Final Fantasy Mystic Quest is a curious game. To really discuss it, you’ve got to decide how you want to talk about it. Back in 1992, Square wanted to make an easier and more action packed Final Fantasy game. The theory was that an easy cheap game would catch a younger audience, and make for more sales. The game itself is largely considered to be a spinoff rather than a main series game.
Why is this? Well, let’s look at it like this. A game in a series can be examined in the context of the series and the common elements of the series. When examining it that way, Final Fantasy Mystic Quest uses different battle mechanics, different exploration mechanics, and focus on a much more linear progression. This means that if you started the game, expecting typical Final Fantasy gameplay, you’d likely be surprised. If you started the game expecting a typical RPG, you’d also be surprised. As the image above shows, the game defaults to showing no hit points for the hero. The vague old man tasking you with saving the world is meant to be goofy and humorous, but the amount of dialogue is very small.

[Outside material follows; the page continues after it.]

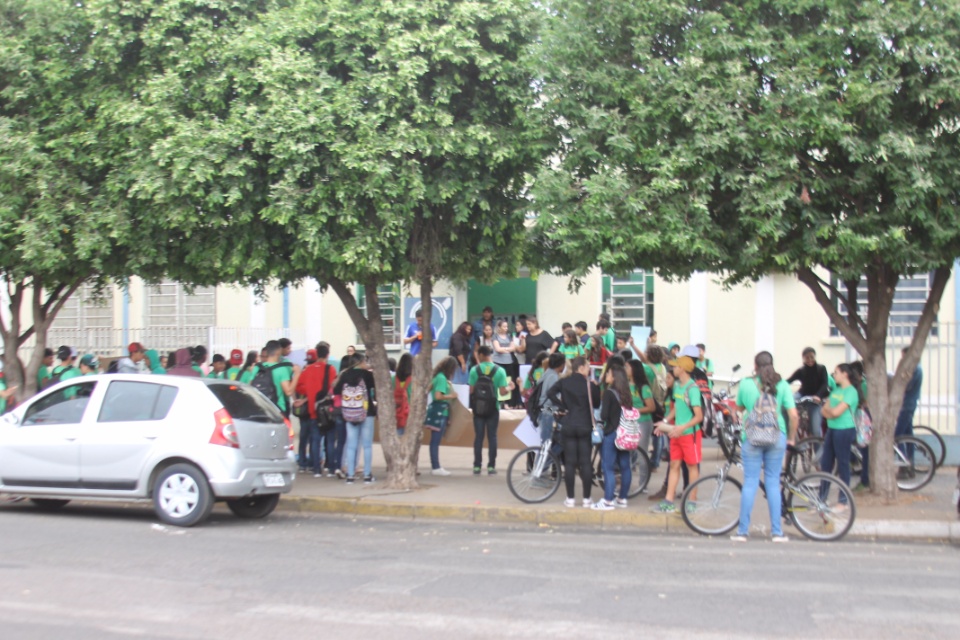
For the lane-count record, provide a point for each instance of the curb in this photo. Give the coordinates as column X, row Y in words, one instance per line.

Of course, a younger player might like the fact that the game has very little text and there’s not a lot of numbers. Elements for younger players include a linear map, forced areas to fight to level up, free healing, free reappearing healing items, fairly non-threatening status effects, retrying battles, automatically equipped weapons and armor, information about weaknesses and strengths toward your attack with every attack on the monster, and different monster portraits according to health. A good example of the status effects is poison. Early in the game, you can get poisoned fairly easily, and it does about 12 HP damage if you have about 200 HP. It inflicts this damage after a turn in battle. Walking around does no damage, and most battles can end before the “end of turn” damage is inflicted. At any point, you can change your weapon by hitting L or R and then attacking / using it on the dungeon / town map.

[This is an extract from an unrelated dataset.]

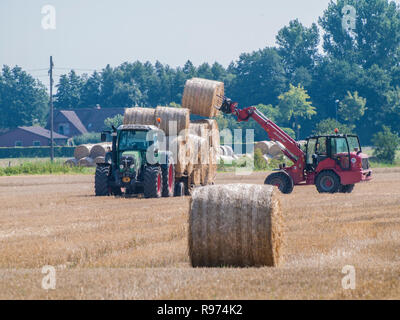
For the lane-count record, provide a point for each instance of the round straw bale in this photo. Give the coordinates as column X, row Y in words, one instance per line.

This exploration is mostly just walking / jumping around monsters / townspeople. It feels a lot like Final Fantasy Legend III, and the game seems to share graphical elements with that game. In a later area, you can push around items to make paths. Unfortunately, there is a freezing bug in one area that results in the game crashing while you are doing this exploration. It’s rare enough to be mostly avoided, but it does make it unpleasant to explore. You can also use weapons for exploration. This includes things like using an ax on a tree, bombing a blocked passage, or poking a statue with a sword.

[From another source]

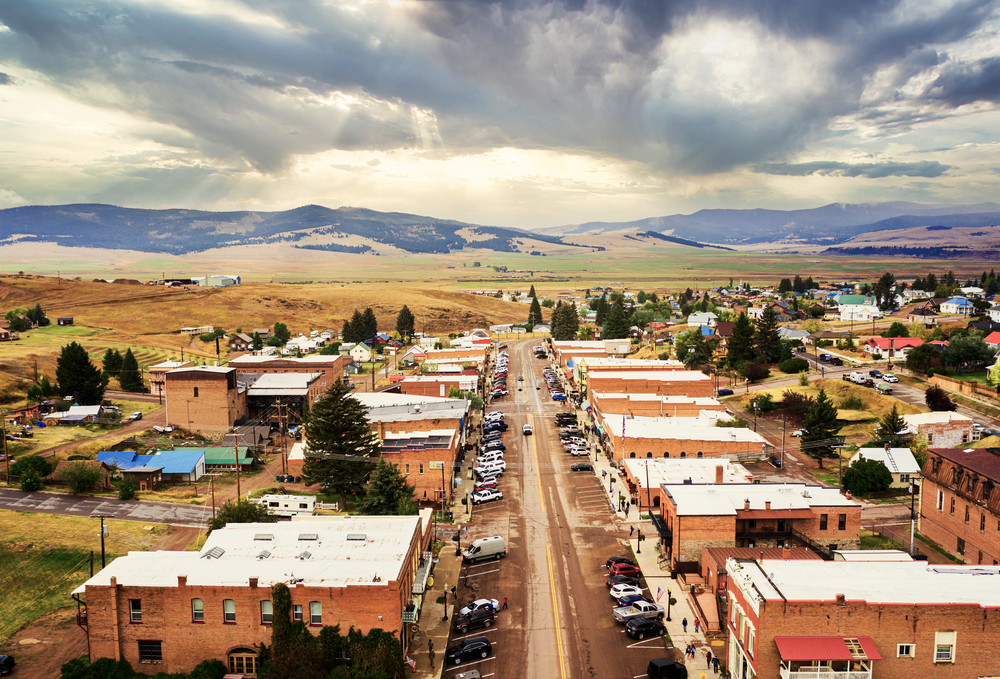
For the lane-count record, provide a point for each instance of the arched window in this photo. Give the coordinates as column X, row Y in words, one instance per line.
column 243, row 661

Plot wise, the game is pretty repetitive. You go to an area, meet a partner, fight some forced battles, get a new weapon at some point, go to a dungeon, and save a crystal. Often, each area has a set of monsters for that area, so if you have treemen weak to axes, you’ll see a lot of “This monster is weak to axes” throughout the entire area. It is clever that finishing an area will cure the blight on that area of the land, as shown below.
What’s my opinion on the game? Mostly, I find the game to be one that is competent, but not the kind of game I enjoy that much. The early game isn’t bad at all, but late in the game it’s a mess of monsters that you can’t avoid and need to fight along with fairly long and maze like dungeons. The plot usually feels like it’s told by a young kid. For example, in the intro, the hero volunteers to save the old man from an attacking monster, and after the fight, there’s a basic “Oh, now I know you’re the hero,” and “But I thought you said I was the hero before I saved you” style joke accompanied by the “why me” animation for the hero. Perhaps the translation made this feel more awkward than intended, but it still feels like the humor painted on with very broad strokes. The graphics are cute and the enemy sprites are nicely done. The music is quite nice in several areas. It’s the gameplay, the plot, and the game design that I really find unappealing.